PALEOMAGNETISM OF JURASSIC VOLCANIC ROCKS IN SOUTHEASTERN ARIZONA AND NORTH AMERICAN JURASSIC APPARENT POLAR WANDER.

Abstract

Jurassic volcanic rocks in southeastern Arizona provide an opportunity to study the paleomagnetism of an autochthonous segment of the Mesozoic Cordilleran magmatic arc. The Corral Canyon sequence in the Patagonia Mountains is a 650 meter thick homoclinal sequence consisting of interbedded volcaniclastic red-beds, welded ash-flow tuff, and lavas. Rb/Sr isotopic analysis of eight whole rock tuff samples yields an isochron age of 171 ± 3 Ma. Welded tuffs in the Corral Canyon sequence possess a stable, primary magnetization carried in both magnetite and hematite that defines a paleomagnetic pole at 61.8°N, 116.0°E, alpha₉₅= 6.2°. This pole is considered to be a reliable Middle Jurassic reference pole for cratonic North America. Paleomagnetic study of the Canelo Hills volcanics welded tuff member also yields a stable, primary magnetization throughout a stratigraphic thickness of 600 meters. However, results from this formation are enigmatic and the mean pole is discordant with respect to Middle Jurassic reference poles. Various aspects of the paleomagnetic data indicate that discordance of the Canelo Hills volcanics pole is probably due to acquisition of remanent magnetization during a period of non-dipole behavior of the geomagnetic field. Dispersion of paleomagnetic directions suggests that the welded tuff member represents at most two cooling units and can be interpreted as a caldera-fill sequence. A revised Jurassic APW path differs significantly from available paths and has important implications for North American plate motion and paleolatitude.
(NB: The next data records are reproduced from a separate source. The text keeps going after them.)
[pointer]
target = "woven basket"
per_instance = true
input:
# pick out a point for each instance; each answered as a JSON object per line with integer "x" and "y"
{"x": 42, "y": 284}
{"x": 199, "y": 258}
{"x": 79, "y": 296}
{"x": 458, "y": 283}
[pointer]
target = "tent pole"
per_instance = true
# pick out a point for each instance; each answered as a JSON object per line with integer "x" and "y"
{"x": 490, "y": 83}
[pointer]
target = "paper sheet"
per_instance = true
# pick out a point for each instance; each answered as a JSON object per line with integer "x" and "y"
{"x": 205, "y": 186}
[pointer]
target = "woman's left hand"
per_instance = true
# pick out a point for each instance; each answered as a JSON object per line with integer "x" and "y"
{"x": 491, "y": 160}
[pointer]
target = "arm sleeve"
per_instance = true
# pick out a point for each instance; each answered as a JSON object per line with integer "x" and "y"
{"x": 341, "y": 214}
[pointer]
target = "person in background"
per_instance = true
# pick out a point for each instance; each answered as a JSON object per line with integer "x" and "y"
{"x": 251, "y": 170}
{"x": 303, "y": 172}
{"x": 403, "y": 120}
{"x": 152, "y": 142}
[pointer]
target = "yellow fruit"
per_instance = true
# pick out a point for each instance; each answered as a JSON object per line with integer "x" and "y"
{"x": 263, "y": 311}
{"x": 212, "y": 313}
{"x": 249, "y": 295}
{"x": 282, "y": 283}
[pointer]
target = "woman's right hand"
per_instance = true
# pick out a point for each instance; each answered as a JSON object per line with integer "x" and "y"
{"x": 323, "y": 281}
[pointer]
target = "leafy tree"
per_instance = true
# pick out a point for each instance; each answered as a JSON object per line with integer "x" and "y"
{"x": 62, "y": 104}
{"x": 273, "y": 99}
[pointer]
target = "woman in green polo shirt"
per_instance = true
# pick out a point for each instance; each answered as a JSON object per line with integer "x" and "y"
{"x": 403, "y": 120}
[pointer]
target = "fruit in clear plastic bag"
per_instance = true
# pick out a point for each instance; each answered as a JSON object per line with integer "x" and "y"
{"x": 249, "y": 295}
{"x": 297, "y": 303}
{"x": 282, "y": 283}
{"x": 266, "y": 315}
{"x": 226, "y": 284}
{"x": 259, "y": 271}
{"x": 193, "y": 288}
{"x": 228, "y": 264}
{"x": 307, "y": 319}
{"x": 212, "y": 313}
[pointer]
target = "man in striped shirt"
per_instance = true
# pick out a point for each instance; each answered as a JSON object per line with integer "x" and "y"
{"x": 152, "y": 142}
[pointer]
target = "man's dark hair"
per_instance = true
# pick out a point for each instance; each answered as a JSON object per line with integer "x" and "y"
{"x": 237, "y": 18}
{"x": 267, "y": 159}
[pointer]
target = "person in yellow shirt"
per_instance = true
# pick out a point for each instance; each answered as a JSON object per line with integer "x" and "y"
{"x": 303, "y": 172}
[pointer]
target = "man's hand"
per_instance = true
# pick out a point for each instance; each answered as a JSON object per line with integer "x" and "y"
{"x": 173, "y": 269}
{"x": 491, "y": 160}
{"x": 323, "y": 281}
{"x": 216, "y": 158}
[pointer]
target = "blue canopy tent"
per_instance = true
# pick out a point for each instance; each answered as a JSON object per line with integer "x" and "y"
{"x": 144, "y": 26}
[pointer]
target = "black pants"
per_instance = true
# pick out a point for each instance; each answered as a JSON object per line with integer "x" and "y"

The spatio-temporal progression of reliable Jurassic paleopoles, in conjunction with Triassic and Early Cretaceous poles, is well described by paleomagnetic Euler pole analysis. The APW path is divided into three tracks, separated by two cusps. These cusps represent changes in the direction of North American absolute plate motion and can be correlated with global plate motion and intraplate deformation events at approximately 200-210 Ma and 150 Ma. Finally, the APW path presented herein predicts more southerly Late Triassic and Jurassic paleolatitudes for North America than have been suggested by previous authors. Using revised reference poles, there are no inclination anomalies within paleomagnetic data from Late Triassic and Early Jurassic rocks of Stikinia and Quesnellia (B.C., Canada).